Чаще всего в технических кружках и клубах занимались конструированием моделей исторических и современных кораблей, самолетов и наземной техники. Упор на моделирование реальных транспортных средств в кружках эпохи позднего социализма – принципиальное отличие от деятельности аналогичных групп по интересам в сталинский период. С 1920‐х и вплоть до 1950‐х годов юные пионеры в основном конструировали настоящие летающие, плавающие или передвигающиеся по земле машины, только в миниатюре. Сходство с реальными транспортными средствами было необязательным[135]
. Такие же объекты создавали и участники кружков позднесоветской эпохи, но они все чаще конструировали именно масштабные модели, специально предназначенные для экспонирования. Развитие технологий производства пластмассы в послевоенные годы способствовало этой эволюции: появилась возможность поставить производство наборов для моделирования на поток. Но речь идет не о чисто технологической трансформации, так как материальная субстанция моделей была неразрывно связана с дискурсом и идеологией. Переход к статичным моделям-копиям побуждал советских любителей моделирования мыслить исторически, причем в категориях не столько классовых, сколько национальных границ и иерархий. Он подразумевал, что большевистская революция была не разрывом, а звеном в цепи исторического развития, и позволял проследить преемственность, роднящую средневековые восточнославянские государства, Московскую Русь, Российскую империю и Советский Союз. Наконец, конструирование исторических моделей отсылало к трактовкам истории, где на первый план выходили не трудящиеся массы, а великие люди, а значит, элитистская перспектива преобладала над эгалитарной.Тезис о национальных – если не националистических – дискурсах, соседствовавших в интерпретациях истории в Советском Союзе с интернационалистическими и классовыми, нельзя назвать новым. Дэвид Бранденбергер и Кевин М. Ф. Платт отнесли поворот в сторону националистического понимания советской истории к концу 1930‐х годов, когда советское правительство искало новые формы мобилизации масс в условиях сложной международной обстановки и надвигающейся на Европу войны[136]
, а Ричард Стайтс показал, как в годы Второй мировой войны эта тенденция многократно усилилась[137]. В этой главе я хочу дополнить дискуссию с другой точки зрения – проанализировать некоторые повседневные, материалистические механизмы, посредством которых национальное понимание советской истории вышло за рамки официального культурного производства, приобрело более широкую аудиторию и воплотилось в материальных предметах и их коллекциях.Национальная историческая перспектива в кружках и центрах юных техников выглядела тем более убедительно, что ее преподносили как побочный продукт внешне чисто практических занятий, где дети учились изготавливать вещи своими руками и моделировать.
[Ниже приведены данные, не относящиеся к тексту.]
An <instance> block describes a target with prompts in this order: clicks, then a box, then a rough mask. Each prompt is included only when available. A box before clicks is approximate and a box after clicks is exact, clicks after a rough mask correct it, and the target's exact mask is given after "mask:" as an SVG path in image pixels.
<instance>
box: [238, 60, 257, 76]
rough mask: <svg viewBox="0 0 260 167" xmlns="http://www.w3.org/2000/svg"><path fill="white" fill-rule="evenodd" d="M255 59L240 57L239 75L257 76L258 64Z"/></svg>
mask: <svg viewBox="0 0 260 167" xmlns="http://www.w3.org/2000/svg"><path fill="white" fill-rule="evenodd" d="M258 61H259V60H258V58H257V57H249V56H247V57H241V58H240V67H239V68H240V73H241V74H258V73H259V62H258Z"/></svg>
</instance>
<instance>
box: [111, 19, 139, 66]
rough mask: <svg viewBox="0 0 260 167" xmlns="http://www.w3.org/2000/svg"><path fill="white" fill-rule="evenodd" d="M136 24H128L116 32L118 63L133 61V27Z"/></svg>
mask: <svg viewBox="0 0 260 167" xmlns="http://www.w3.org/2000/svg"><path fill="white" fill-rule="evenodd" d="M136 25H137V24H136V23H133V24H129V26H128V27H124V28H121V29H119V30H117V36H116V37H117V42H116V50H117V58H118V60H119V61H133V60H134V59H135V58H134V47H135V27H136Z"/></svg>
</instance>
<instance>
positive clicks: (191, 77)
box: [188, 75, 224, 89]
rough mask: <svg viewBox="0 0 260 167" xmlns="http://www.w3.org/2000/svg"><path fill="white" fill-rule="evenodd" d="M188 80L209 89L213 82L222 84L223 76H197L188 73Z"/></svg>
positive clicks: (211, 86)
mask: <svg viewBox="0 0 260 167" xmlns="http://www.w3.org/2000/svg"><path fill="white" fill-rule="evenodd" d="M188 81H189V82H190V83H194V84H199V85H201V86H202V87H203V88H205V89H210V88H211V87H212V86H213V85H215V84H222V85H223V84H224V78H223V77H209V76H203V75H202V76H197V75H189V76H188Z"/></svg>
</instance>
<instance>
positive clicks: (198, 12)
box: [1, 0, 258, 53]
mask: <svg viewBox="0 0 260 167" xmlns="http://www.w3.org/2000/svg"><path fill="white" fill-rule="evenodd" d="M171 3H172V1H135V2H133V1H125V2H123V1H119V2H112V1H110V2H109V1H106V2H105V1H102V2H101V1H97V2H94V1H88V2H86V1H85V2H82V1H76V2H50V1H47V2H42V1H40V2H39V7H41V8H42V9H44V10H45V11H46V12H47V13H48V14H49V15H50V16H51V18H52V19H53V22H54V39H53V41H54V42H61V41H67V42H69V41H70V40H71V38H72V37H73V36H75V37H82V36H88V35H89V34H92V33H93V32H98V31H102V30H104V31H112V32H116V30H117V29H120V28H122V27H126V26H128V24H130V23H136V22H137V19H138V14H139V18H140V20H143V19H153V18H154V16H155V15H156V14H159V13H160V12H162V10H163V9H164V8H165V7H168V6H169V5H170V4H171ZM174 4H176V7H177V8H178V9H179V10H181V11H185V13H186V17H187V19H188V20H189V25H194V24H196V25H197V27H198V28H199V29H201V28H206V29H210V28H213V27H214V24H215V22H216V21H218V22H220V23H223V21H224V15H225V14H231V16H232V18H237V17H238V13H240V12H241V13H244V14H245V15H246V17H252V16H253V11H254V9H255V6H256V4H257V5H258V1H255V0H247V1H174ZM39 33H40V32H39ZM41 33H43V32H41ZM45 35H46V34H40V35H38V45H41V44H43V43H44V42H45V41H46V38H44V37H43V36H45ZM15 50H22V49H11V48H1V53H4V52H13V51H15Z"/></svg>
Если мы заглянем в школьные и вузовские учебники и учебные планы – главное средство, при помощи которого советская власть стремилась насаждать среди населения господствующие модусы исторического знания, – то увидим, что на протяжении всей советской эпохи они придерживались марксистской трактовки истории как классовой борьбы и смены общественных формаций. В советских вузах историю преподавали в соответствии с теорией общественно-экономических формаций. Националистические интерпретации истории, получившие распространение при посредстве относительно маргинальных эпистемологических жанров и форм, таких как кружковая работа, – характерная примета позднесоветского общества. Здесь советские школьники учились собирать модели и параллельно усваивали исторические нарративы, в которых первостепенное значение придавалось не классам, а нациям, не массам, а великим людям.
Аффективность моделей и их коллекций – их способность демонстрировать промышленную и технологическую мощь СССР и выступать синекдохой исторического прогресса – играла важную роль в формировании и циркуляции национального исторического воображения в Советском Союзе на уровне повседневной культуры. Историческое знание, воспроизводимое таким образом в разных точках Советского Союза, вызывало тем большее доверие, что распространялось оно не централизованно: советские школьники черпали его из общения с моделистами-любителями, старшими товарищами и из технической литературы, равно как и производили его сами – буквально своими руками. Как я уже упоминал в первой главе, советская культура рассматривала машины и технику как символы исторического прогресса[138]
, собранные же школьниками масштабные модели – маленькие самолеты и корабли, помещавшиеся на книжной полке или письменном столе, – позволяли «одомашнить» эти символы, создав их миниатюрные версии. Процесс приобретал еще бóльшую многоплановость за счет историчности самих коллекций масштабных моделей, которые упорядочивали историю как зрелище, предназначенное для преимущественно мужского взгляда образованных советских энтузиастов моделирования.